I don't have a monopoly on the opinion that the Burning Crusade changed World of Warcraft for the worse, by concentrating on a very small percentage of raiders. NewBreed of Work Avoidance Strategies did a wonderful job explaining the problem in this long post.
Most relevant quote in my view: "The fact that now if a person drops connection, doesn’t perform 1 task perfectly, or goes AFK, it wipes the raid. It doesn’t just hurt them, but WIPES them. This is not game design that I wish to participate in."
The thing is that before TBC there existed a strange beast, you could call him the "casual raider", and I certainly was one of them. Every guild had really hardcore raiders, but most guilds didn't have enough of them to fill every last raid spot, and there was room for the casual raiders. As a casual raider you didn't perform quite as well as the hardcore, didn't participate in every raid, spent less time on preparation. But you were still needed in the raid, and able to contribute in a positive way. TBC removed this possibility for casual raiders to do a positive contribution to a raid. Everyone has to play at 100%, and a moment of inattention, or a small technical problem, will not only kill you but wipe the whole raid as well. That is not the kind of responsability a casual raider wants to shoulder.
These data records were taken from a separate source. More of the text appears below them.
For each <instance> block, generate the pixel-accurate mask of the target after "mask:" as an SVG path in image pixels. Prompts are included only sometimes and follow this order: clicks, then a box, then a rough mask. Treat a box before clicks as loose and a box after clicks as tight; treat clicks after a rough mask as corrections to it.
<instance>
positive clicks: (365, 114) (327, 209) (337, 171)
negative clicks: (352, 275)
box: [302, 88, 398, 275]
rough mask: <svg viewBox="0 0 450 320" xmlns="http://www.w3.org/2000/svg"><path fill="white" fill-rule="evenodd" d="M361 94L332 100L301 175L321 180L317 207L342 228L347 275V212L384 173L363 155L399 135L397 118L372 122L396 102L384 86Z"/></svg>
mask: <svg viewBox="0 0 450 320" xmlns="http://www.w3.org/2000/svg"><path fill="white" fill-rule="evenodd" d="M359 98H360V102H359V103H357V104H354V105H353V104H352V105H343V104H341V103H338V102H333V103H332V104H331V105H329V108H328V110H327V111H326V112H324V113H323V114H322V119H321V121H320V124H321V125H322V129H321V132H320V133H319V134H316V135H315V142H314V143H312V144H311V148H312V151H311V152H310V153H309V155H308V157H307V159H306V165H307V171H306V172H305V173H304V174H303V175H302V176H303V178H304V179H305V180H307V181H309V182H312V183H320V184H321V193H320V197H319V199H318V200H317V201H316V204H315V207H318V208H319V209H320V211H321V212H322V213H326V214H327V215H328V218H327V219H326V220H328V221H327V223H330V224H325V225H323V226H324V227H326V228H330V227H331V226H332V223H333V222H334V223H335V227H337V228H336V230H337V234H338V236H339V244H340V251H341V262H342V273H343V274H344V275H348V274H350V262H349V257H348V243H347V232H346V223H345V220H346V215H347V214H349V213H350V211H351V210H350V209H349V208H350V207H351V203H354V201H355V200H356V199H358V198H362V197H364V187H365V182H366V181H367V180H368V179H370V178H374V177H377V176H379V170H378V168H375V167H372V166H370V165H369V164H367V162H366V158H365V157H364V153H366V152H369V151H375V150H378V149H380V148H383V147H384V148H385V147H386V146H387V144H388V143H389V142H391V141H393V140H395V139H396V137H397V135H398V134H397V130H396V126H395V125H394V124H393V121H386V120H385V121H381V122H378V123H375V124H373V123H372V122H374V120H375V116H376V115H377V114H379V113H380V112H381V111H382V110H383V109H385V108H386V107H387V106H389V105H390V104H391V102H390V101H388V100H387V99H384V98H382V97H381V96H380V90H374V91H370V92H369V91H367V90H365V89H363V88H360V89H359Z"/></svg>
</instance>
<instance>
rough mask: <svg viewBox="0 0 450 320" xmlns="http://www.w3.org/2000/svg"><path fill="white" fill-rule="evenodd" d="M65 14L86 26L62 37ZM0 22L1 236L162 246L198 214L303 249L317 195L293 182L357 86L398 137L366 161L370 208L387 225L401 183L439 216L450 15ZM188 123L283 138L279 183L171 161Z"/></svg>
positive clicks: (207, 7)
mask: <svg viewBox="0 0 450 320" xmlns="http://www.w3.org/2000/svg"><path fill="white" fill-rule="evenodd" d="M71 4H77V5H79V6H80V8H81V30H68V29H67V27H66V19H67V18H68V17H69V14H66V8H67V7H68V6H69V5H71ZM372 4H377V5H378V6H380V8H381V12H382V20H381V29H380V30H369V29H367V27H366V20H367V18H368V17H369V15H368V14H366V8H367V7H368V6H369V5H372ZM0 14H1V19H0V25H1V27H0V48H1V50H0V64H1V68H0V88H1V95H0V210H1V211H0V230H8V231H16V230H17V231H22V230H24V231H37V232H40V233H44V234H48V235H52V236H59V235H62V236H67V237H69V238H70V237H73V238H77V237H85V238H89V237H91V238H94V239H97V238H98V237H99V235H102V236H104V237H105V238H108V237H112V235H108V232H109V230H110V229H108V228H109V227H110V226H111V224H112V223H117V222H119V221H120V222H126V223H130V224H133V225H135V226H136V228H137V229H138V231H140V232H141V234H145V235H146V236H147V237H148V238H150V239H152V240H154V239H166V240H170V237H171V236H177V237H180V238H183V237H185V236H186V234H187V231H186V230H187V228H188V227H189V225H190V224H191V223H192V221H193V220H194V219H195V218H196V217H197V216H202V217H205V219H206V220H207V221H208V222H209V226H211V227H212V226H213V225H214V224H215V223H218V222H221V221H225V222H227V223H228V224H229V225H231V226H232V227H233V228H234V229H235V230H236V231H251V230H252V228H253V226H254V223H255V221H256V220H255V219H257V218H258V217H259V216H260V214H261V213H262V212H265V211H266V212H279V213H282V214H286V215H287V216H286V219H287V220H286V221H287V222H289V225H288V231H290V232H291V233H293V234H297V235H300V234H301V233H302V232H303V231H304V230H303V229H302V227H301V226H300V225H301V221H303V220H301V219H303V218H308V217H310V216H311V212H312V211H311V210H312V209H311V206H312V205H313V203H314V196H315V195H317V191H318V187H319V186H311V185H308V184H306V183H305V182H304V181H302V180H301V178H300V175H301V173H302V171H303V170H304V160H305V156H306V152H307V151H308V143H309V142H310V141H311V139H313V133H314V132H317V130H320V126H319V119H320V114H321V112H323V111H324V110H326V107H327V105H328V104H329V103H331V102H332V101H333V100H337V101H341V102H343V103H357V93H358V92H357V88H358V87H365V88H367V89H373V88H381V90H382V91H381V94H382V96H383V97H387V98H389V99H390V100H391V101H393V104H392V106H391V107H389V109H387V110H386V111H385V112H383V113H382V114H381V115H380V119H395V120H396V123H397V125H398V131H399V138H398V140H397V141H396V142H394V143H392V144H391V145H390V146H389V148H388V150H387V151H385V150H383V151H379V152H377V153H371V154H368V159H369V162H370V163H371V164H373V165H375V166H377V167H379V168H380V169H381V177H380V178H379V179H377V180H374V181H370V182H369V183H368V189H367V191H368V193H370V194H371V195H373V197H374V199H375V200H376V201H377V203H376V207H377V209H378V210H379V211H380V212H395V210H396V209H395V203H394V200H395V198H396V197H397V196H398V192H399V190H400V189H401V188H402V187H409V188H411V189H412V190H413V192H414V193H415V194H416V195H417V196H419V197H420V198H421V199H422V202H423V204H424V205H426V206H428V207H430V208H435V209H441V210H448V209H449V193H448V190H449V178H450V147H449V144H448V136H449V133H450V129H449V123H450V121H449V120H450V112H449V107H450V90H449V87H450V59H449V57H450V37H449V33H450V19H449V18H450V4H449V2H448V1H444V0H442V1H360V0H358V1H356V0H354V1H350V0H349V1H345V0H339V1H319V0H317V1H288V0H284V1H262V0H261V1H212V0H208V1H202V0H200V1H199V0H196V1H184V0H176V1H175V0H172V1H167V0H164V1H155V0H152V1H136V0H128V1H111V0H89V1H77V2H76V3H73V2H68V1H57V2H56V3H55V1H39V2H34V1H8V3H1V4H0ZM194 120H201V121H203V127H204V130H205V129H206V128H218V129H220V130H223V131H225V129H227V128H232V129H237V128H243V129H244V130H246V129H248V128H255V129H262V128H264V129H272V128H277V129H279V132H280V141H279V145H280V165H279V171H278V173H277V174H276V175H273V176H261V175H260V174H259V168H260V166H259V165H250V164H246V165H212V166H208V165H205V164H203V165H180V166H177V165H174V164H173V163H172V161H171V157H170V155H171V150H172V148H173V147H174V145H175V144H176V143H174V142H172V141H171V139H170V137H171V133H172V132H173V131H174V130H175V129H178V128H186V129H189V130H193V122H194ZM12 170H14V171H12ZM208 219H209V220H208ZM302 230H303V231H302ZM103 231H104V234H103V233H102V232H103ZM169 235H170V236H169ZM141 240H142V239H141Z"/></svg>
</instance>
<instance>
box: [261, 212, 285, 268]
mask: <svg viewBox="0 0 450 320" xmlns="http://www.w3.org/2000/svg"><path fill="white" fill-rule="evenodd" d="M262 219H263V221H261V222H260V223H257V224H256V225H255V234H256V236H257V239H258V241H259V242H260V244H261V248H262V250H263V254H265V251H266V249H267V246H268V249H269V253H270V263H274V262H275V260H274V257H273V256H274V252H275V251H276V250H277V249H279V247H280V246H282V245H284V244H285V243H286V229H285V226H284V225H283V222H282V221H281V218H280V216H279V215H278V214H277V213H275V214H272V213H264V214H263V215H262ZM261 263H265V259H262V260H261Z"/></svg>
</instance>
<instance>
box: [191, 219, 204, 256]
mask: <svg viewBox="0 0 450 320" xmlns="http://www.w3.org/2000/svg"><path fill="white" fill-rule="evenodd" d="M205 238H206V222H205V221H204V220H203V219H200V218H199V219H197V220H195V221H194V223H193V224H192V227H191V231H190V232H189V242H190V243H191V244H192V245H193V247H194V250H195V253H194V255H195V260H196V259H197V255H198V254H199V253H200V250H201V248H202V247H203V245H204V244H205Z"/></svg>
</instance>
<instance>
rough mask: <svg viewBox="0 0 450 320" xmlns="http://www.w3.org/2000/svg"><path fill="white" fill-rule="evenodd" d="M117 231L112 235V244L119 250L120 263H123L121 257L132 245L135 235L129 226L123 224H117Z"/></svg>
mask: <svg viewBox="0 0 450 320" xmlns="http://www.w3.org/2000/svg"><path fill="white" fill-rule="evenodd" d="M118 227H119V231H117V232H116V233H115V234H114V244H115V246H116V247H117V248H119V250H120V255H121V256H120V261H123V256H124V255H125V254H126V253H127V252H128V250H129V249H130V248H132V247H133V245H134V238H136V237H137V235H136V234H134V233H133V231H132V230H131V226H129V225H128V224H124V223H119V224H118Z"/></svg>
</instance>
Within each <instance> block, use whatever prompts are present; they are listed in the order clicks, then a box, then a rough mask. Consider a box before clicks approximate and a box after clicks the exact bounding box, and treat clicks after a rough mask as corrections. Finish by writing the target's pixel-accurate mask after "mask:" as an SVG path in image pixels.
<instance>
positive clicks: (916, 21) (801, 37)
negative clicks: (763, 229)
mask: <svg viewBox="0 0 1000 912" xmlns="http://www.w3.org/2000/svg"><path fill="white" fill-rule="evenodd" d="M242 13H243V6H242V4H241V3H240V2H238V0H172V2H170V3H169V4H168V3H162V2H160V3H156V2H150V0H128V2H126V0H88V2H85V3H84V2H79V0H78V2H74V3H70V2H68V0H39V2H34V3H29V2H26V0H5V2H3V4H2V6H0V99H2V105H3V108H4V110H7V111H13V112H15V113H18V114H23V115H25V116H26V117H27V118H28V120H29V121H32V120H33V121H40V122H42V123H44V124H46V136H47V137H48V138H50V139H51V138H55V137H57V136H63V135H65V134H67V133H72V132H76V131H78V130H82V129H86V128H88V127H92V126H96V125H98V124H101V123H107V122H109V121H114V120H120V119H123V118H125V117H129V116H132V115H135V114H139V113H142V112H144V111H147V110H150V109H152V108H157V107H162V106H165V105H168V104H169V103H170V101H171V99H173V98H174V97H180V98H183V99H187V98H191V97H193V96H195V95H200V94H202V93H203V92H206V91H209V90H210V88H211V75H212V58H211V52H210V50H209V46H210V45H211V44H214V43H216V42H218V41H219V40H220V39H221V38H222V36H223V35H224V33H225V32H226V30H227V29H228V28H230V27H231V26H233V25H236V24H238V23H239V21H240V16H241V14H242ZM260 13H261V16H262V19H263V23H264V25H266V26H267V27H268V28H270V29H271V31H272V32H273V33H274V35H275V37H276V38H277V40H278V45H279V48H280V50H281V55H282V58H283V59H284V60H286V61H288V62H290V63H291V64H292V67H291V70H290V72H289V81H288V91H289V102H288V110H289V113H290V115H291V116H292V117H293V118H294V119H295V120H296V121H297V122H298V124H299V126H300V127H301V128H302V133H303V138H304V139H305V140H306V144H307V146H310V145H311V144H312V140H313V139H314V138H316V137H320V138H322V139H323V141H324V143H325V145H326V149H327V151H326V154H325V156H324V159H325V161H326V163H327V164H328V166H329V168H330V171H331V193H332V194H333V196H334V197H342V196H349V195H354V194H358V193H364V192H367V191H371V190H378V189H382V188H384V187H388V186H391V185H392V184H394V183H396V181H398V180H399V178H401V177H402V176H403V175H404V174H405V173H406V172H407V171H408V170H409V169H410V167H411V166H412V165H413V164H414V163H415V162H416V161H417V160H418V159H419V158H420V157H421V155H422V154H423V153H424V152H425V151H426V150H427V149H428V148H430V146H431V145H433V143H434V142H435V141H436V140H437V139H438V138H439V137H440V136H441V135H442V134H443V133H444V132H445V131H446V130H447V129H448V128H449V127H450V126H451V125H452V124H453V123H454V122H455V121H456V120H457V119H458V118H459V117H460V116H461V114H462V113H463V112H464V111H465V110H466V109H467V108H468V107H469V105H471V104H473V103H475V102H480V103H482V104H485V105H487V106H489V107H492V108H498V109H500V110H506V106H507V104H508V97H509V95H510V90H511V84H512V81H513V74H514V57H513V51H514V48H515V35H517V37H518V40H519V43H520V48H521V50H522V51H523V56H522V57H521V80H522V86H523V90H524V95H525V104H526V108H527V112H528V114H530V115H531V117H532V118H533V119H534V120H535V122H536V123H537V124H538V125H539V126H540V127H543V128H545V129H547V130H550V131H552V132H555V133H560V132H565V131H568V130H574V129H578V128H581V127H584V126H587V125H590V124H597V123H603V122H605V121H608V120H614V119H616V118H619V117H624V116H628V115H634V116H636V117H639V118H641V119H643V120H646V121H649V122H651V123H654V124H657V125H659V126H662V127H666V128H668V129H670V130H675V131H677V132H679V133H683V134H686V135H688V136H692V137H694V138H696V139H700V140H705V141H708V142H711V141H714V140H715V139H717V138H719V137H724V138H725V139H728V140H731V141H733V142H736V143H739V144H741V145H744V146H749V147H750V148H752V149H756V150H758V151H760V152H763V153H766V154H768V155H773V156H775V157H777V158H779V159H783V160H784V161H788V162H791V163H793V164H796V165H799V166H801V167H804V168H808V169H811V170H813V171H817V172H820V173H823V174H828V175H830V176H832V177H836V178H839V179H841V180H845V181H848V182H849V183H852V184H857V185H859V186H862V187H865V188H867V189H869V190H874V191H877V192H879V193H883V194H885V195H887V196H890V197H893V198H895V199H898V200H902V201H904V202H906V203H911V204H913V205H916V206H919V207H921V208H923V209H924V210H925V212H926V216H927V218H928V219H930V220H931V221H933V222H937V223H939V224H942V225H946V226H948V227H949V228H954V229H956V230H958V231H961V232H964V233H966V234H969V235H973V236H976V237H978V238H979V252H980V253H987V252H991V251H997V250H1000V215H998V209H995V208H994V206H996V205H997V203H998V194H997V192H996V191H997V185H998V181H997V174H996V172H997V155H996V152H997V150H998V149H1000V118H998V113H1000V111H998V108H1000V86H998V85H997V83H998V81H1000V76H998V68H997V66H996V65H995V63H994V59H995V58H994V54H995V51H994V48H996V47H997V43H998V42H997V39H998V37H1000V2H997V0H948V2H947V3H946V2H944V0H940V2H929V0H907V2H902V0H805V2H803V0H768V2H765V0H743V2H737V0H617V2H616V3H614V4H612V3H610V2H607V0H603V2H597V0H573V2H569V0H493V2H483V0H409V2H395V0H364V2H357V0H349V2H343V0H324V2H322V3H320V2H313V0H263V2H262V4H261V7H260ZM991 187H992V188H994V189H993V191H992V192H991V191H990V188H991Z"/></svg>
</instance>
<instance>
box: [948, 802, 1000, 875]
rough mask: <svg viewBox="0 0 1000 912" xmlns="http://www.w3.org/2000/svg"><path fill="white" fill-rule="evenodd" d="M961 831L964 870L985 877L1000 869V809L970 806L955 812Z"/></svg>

If you are a hardcore purist, you might be happy that the "slackers" are gone from the raids. The quality of the remaining raiders now is certainly higher than the average quality of raiders in Molten Core. But as people themselves rarely change, that increase in quality was achieved by a decrease in quantity. What I *hoped* TBC would do was split a large raid into two smaller raids. But what TBC *really* did was transform one large raid into one smaller raid, and slam the door in the face of the remainder. I used to be *in*, now I'm *out*, and that isn't totally by choice. I just happened to be in the less dedicated half of the raiding population, and this part now *isn't* part of the raiding population any more.
The percentage of the total player population that is raiding now is smaller than it was last year. I can't say exactly how high that percentage is, but as a percentage of subscribers (not as a percentage of people online, because measuring people online counts hardcore players more than casual ones) it is in the single digits. The game that went up to 8.5 million subscribers by being "for the rest of us" is now more and more turning into a game for the elite, which is why we don't see any new subscription records any more. World of Warcraft has stopped growing, and that is because it lost sight of their customer base.